The Royals are in Minneapolis to open a four-game series at Target Field, and they need this one to count. Kansas City, 24-38, is trying to win another road series against the Twins while carrying a league-worst 9-21 record away from home.
That is why Royals vs Twins is showing up on search pages now: the series starts today, the clubs already met earlier this season in Kansas City, and Minnesota lost that set before coming home at 29-34. The Twins have dropped six of their last eight games, so the matchup carries more urgency than a routine divisional trip.
The numbers say why Kansas City has a chance and why it still feels like an uphill climb. The Royals score 3.84 runs per game and allow 4.65, while the Twins average 4.60 runs and give up 4.98. Byron Buxton has been Minnesota’s most explosive player with a 132 wRC+ and 17 homers, and Luke Keaschall has hit.302/.396/.395 over his last 26 games. Trevor Larnach has been strong at home at.284/.442/.418, and Austin Martin has handled lefties at.306/.457/.435. But the Twins also carry flaws that keep showing up, from Brooks Lee’s minus-7 Outs Above Average to a running game that has been efficient enough at 71 percent on stolen-base attempts while still giving up more steals than any team in baseball and throwing out just 17 percent of attempts.

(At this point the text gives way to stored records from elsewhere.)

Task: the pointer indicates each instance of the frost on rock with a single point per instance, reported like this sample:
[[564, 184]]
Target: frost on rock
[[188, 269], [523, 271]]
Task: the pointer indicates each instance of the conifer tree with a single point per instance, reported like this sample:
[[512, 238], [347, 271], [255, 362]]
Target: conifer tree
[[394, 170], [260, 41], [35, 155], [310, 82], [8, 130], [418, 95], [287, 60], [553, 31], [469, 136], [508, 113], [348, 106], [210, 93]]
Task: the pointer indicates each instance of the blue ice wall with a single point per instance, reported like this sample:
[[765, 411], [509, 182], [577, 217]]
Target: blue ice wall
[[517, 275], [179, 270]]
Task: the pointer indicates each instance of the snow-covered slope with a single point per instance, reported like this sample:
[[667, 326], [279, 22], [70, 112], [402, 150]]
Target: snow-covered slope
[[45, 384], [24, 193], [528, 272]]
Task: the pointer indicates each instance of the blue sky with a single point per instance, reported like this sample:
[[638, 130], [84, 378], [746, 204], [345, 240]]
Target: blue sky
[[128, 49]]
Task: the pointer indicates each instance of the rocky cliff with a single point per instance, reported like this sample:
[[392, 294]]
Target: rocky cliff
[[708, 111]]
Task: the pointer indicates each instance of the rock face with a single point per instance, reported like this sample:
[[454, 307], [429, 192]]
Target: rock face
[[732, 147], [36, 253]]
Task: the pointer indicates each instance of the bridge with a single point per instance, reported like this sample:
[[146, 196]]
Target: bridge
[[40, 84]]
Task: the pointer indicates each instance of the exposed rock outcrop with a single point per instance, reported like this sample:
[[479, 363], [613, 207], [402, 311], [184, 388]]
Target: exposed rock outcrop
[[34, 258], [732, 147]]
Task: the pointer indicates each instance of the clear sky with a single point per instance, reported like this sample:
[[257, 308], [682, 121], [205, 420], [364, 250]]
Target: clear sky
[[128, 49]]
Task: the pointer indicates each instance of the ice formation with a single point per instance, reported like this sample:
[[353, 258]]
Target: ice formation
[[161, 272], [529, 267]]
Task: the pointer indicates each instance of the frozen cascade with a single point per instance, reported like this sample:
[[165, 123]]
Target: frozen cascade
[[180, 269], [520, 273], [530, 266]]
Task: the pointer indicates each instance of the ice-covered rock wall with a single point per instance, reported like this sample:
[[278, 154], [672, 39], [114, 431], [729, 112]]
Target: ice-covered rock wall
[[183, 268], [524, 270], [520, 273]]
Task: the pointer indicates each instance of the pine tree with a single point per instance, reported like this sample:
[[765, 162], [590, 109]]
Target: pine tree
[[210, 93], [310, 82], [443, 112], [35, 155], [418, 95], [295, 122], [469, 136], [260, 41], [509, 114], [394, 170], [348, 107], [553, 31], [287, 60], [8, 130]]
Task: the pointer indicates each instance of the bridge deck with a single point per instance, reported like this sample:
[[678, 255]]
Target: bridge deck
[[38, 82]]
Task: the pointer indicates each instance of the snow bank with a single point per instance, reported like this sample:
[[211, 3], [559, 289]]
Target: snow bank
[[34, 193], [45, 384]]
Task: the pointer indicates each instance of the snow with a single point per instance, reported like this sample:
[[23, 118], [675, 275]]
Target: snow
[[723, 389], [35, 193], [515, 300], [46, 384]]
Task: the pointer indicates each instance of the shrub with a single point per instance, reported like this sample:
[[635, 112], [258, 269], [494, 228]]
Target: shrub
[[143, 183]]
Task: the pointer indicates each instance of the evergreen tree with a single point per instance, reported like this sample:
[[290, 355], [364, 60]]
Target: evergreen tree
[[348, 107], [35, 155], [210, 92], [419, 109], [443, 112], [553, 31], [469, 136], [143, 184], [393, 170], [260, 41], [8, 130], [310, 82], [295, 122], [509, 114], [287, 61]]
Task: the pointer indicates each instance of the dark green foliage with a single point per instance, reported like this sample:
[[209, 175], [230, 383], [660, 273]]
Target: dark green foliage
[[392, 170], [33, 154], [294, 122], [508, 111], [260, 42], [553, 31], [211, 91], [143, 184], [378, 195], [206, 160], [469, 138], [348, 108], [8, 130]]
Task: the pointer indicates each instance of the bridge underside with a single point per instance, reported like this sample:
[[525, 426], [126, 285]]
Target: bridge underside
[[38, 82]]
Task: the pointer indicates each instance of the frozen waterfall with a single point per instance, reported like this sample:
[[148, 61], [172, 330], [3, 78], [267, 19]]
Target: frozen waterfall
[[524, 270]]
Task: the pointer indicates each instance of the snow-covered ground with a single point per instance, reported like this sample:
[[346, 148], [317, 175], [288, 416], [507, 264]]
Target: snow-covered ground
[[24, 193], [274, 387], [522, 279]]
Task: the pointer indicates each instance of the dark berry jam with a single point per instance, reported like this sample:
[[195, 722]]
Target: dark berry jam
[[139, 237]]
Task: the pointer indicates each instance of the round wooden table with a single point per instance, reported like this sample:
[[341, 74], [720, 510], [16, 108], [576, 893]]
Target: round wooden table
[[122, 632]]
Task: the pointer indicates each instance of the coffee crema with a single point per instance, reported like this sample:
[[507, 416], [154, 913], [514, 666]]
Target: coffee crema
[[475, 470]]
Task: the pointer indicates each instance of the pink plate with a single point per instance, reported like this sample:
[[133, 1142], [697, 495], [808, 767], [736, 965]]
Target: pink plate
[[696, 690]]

Thursday’s opener is set for Andrew Morris, who is being asked to start after spending most of the season in the bullpen and has not gone deeper than 3.2 innings this year. He posted a 4.09 ERA in 94.2 innings as a starter in Triple-A last season, but this is a much tougher assignment against a division opponent that can make a short outing look even shorter. Seth Lugo, meanwhile, has a career 7.29 ERA in 21 innings at Target Field, a reminder that Kansas City has not always found comfort in this ballpark.
The deeper issue for Minnesota is that the roster has not fully matched its top-end talent. Joe Ryan has been one of the best pitchers in baseball by Fangraphs WAR, with the 12th-highest strikeout rate and the sixth-lowest walk rate, and he is 8-2 with a 2.58 ERA in 12 career starts against the Royals. Yet the Twins have needed that level of excellence because too much else has been uneven, from Connor Prielipp’s rough stretch of 16 runs in 14.1 innings over his last three starts to a bullpen with a 4.75 ERA, the second-lowest strikeout rate in baseball and the sixth-highest walk rate. Even after last year’s trade-deadline selloff, when Minnesota kept Buxton and Ryan, the team has spent much of this season hovering near.500 while leaning on a small group of elite performances to cover for a roster full of castoffs and underperformers.
Friday’s game will air exclusively on Apple TV, with Zebby Matthews scheduled to start. He has made 29 career major league starts and owns a 5.71 ERA, though he did allow just two runs in 13 home innings this year. If Kansas City is going to leave Minneapolis with a road series in hand, it likely has to do it before the Twins can turn the matchup back toward Ryan’s arm and a home crowd that has seen enough uneven baseball already.